You make some excellent points, and raise a good question. I agree completely; that a reasonably experienced, well-trained aviator with the proper mindset should clear initial and be able to follow it up with a successful upgrade relatively soon. But with the exception of a few at Lakes who meet that criteria, that isn't the case.
Many of our newhires are downright dragged over the finish line during initial, gasping for breath, instructor tugging by the collar. Low-time guys hurried through an atrocious ground school (ambifurcated plenum? narsuls? They're making up new words) sent to briefly wrestle with an unflyable sim where weight lifiting is more valuable than decision making, then put in the right seat of the aircraft at 3am after bouncing around in a cabin seat for the preceeding six hours, pissing in a bottle...it's a hell of a month, where they learn alot but not nearly enough. "You'll figure it out on the line." Hopefully. Maybe.
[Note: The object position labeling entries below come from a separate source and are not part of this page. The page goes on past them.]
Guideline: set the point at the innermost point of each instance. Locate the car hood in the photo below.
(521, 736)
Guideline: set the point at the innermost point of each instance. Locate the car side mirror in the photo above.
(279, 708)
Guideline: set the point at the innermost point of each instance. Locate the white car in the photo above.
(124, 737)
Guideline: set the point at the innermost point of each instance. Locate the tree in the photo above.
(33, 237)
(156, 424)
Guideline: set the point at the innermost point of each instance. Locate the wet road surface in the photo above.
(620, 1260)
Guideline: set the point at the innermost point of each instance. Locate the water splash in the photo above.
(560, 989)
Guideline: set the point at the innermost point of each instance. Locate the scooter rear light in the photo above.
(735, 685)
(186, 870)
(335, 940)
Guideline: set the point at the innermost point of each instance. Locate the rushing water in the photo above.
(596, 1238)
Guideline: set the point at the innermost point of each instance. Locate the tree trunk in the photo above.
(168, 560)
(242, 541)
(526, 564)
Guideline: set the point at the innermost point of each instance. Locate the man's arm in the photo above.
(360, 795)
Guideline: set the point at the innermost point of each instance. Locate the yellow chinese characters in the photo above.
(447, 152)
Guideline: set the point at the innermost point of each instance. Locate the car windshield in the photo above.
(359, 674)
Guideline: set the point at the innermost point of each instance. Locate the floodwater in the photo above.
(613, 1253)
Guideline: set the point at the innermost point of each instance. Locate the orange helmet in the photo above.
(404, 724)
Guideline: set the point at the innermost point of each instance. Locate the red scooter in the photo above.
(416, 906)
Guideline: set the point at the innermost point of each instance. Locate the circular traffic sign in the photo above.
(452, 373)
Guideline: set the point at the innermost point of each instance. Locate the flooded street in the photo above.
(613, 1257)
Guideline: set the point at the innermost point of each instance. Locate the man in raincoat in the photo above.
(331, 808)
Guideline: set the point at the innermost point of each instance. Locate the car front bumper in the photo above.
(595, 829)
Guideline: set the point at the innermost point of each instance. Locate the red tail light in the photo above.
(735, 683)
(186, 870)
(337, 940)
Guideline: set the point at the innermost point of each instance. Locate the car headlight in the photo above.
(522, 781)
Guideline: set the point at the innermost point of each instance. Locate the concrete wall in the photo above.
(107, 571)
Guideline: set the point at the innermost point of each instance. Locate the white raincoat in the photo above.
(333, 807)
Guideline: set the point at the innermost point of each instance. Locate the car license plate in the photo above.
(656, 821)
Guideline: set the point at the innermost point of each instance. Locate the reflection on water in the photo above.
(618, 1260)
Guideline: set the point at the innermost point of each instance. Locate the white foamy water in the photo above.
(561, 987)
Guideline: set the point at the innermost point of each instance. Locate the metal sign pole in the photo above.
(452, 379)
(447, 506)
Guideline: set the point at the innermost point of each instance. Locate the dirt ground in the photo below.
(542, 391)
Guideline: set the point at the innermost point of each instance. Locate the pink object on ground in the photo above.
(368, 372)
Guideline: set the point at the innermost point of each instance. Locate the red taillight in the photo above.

These horrors are remembered from the first time through, and they know the standard will be higher during upgrade, after all that's the threat they were browbeat with during initial. Imagined or not, they know it's gonna suck.
And heck, it isn't the upgrade training or even the checkride most fear, it's the arcane written pretest that must be passed on day one to proceed with training. Everytime the test is updated, 80% of the first batch fail it and go home.
This place is completely dysfunctional. A culture of fear instilled at every turn, CRM trained out of crews, a focus on the irrelevant. Someday a crew is going to auger into a mountain while fretting about why the D.O. just left a nasty message on their voicemail. Just a matter of time.